Por Anselmo Borges,
no DN
Adela Cortina
Para lá da síntese que aqui apresentei, na semana passada, do estudo sobre "Identidades Religiosas em Portugal: Representações, Valores e Práticas - 2011", da Universidade Católica, há outros dados significativos sobre os quais é importante reflectir.
Apesar da descida de 7,4% nos últimos 12 anos, 79,5% da população continua a afirmar-se católica em Portugal (quatro em cada cinco portugueses). Quanto à prática religiosa, 31,7% dizem que vão à missa pelo menos uma vez por semana. Somando os 14% que dizem ir pelo menos uma ou duas vezes por mês, o total perfaz 45,7%. Esta percentagem, por razões que a sociologia explica, deve ser exagerada. Seja como for, quase metade dos católicos considera-se não praticante (43,9%).
Quanto às práticas orantes, a sondagem mostra que, juntando os que dizem rezar todos os dias e os que rezam algumas vezes na semana, obtemos o total de 59,7%.
No domínio referente ao lugar das crenças religiosas no sistema de valores, sobressaem as proposições que afirmam a religião enquanto proporcionando sentido para a vida (36,3%), dando capacidade de perdoar (28,9%), aceitação da dor e da morte (18,7%), desejo de ser melhor (24,5%), valor à família (27,0%); quanto à moral humanitária, 32,7% dizem que a religião contribui para o desejo de ajudar os outros, e 27,9% para preocupar-se com a pobreza, a guerra e a fome. Note-se ainda que 46,5% e 29,0%, respectivamente, concordam total ou parcialmente com a proposição "sem a Igreja católica, em Portugal, muitos (idosos, doentes) ficariam mais sós" e 38,7% e 26,9%, respectivamente, concordam total ou parcialmente com a proposição "sem a Igreja católica, em Portugal, muitos não encontrariam um sentido para a vida".

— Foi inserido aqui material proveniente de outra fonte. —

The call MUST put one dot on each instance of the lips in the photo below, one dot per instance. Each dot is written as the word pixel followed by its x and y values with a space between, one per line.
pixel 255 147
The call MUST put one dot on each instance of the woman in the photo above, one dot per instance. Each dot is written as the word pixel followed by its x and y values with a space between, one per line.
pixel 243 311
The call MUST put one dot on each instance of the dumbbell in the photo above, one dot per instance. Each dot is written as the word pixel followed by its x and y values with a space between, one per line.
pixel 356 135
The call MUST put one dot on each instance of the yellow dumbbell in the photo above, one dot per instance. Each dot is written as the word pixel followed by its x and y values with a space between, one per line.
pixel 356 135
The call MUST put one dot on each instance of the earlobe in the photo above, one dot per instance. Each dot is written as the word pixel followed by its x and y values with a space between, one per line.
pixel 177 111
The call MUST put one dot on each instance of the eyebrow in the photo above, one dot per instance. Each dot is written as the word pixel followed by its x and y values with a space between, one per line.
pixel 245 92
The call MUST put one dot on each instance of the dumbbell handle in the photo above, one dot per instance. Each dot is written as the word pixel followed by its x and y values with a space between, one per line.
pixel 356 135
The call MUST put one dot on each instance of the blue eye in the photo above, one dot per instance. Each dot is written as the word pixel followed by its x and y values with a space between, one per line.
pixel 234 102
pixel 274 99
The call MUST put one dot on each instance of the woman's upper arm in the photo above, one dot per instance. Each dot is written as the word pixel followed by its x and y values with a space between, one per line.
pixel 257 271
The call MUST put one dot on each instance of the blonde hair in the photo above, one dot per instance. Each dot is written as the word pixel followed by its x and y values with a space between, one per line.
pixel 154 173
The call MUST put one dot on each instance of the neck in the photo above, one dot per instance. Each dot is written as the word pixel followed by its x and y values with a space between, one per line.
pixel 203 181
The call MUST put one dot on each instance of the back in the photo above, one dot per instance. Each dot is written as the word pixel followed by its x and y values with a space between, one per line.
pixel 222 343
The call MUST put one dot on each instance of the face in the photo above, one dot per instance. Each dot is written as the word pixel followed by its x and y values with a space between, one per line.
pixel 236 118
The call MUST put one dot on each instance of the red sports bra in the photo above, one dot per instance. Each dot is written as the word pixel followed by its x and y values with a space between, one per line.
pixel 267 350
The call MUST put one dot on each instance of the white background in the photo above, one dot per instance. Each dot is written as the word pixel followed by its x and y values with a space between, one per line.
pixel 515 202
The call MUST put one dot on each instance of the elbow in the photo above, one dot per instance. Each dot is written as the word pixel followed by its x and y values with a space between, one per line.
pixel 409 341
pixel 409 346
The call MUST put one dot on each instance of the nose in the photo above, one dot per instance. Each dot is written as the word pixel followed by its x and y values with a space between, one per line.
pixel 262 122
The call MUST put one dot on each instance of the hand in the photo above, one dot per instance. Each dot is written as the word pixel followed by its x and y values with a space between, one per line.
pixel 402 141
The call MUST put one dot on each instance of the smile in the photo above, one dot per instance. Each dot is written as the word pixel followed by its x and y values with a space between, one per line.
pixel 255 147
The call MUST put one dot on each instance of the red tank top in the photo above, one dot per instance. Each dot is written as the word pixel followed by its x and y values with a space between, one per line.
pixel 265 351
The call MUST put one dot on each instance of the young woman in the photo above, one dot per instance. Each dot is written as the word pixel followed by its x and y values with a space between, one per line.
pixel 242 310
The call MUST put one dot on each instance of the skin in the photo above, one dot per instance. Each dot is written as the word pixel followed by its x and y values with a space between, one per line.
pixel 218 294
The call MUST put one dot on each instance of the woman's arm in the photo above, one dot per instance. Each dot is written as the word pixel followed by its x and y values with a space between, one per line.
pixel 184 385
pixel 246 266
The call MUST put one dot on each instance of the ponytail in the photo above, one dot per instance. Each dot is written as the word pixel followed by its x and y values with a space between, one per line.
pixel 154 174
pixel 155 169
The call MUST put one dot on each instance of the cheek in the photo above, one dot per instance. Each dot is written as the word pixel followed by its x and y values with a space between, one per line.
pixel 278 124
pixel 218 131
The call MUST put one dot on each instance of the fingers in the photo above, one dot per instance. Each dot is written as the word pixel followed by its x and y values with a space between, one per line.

Já quanto às proposições relativas ao contributo da religião para a dimensão cívico-política as percentagens são tremendamente baixas: "competência no trabalho": 9,6%; "honestidade no pagamento de impostos": 7,9%; "participação na vida cívica e política": 6,7%.
Aqui, é preciso parar e reflectir. Que se passa, se Jesus foi morto como blasfemo religioso e subversivo social e político? Afinal, o que é ser praticante, se Jesus anunciou o Reino de Deus, que começa já neste mundo? Que significa praticar liturgicamente, se não há consequências na praxis social e política?
É fundamental distinguir entre ética, direito, política e religião. Mas não se percebe por que é que a religião não há-de influenciar e motivar positivamente os crentes para uma praxis humanista e competente nestes domínios.
Neste contexto, há muito que a filósofa Adela Cortina chama a atenção concretamente para a relação entre ética e religião, apelando para a distinção entre ética de mínimos e ética de máximos.
Numa sociedade pluralista, impõe-se, no quadro de uma argumentação racional, uma ética de mínimos, que consiste em dar a cada um o que lhe corresponde, que é a exigência da justiça, do mínimo decente humano.
Isto hoje concretiza-se na obrigação por parte da sociedade de "garantir a cada um o exercício dos direitos: 1) da primeira geração, isto é, das chamadas 'liberdades de' (liberdade de consciência, de expressão, de imprensa, de associação, de participação no poder político e de iniciativa económica; 2) dos direitos da segunda geração, agrupados sob a expressão 'liberdades em relação a' ou 'libertação' (libertação da fome, da necessidade, da ignorância, da doença, que só pode conseguir-se satisfazendo o direito à educação, a um meio de vida digno, a uma certa segurança em casos de doença, desemprego ou velhice); 3) dos direitos da terceira geração, que exigem, ainda mais do que os restantes, a solidariedade internacional (direito à paz e a um meio ambiente sadio)".
Com este mínimo conjuga-se uma ética de máximos, que tem a ver com a felicidade, no quadro de projectos livres, religiosos, agnósticos ou ateus. Aí, estamos já no domínio do razoável, da narrativa, do dom e da graça.